A third reason a Bar Mitzvah is important at 13, is that it brings affirmation from family. In an age where families are spread out and we don’t see each other as much as in previous generations, the presence of aunts and uncles, cousins, grandparents, etc., encourage a child that he is indeed a member of the tribe, and the tribe affirms him. It lets him know he matters at a time when peer pressure can be strong enough to drive some teens to suicide.
I have never once attended a family Bar/Bat Mitzvah where I felt bad for coming; but when I have been unable to attend, I always felt badly. I wanted to part of the affirmation.
Bar Mitzvah’s also provide memories that can stay with you for the rest of your life. When I think of my own Bar Mitzvah, the main memory that stands out happened in the shul. It was Orthodox, and men sat on one side of the sanctuary, and women sat on the other side. Friends of my grandparents came down from Albany to attend. My grandfather knew them from the newspaper business. They were not only non-religious Jews, they were atheists. They were not there for the religion, but to see my grandparents. When they walked into the synagogue, the man sat with his wife on the women’s side to snub his nose at the religion. Several people approached him nicely asking him to please sit with the men. I was sitting up front next to the rabbi. I saw the rabbi’s father-in-law dart over to the women’s side and talk with him, then come over to the rabbi. The rabbi stopped the service, stood up and from the bima said, “sir will you please go sit with the men!”
The man stood up and yelled, “I’ve been sleeping with this woman for 40 years, why can’t I sit with her now?”
My uncle Joe stood up and said, “What do you do, go to the bathroom with her too?” The visitor was escorted out.
The rabbi turned around and asked me if this was one of my guests. I told him I never saw the guy before in my life. After they escorted the offenders out, the rest of the ceremony proceeded without incident.
Looking back, the incident reminds me that when people come to a service, any service, they need to be respectful of the wishes of the congregation they are visiting, and behave themselves.

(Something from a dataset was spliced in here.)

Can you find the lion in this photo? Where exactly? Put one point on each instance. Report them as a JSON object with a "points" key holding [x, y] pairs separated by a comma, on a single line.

The other thing that stands out in my mind are the many friends and relatives who passed away in the 40 plus years since my Bar Mitzvah, and how good it was that we were able to come together at that time and place.
When my son asks me, “Dad, why do I even need to have a Bar Mitzvah?” I can honestly tell him its bigger than just him. It’s about family, and love, and affirmation and faith. It’s who you are, and where you come from.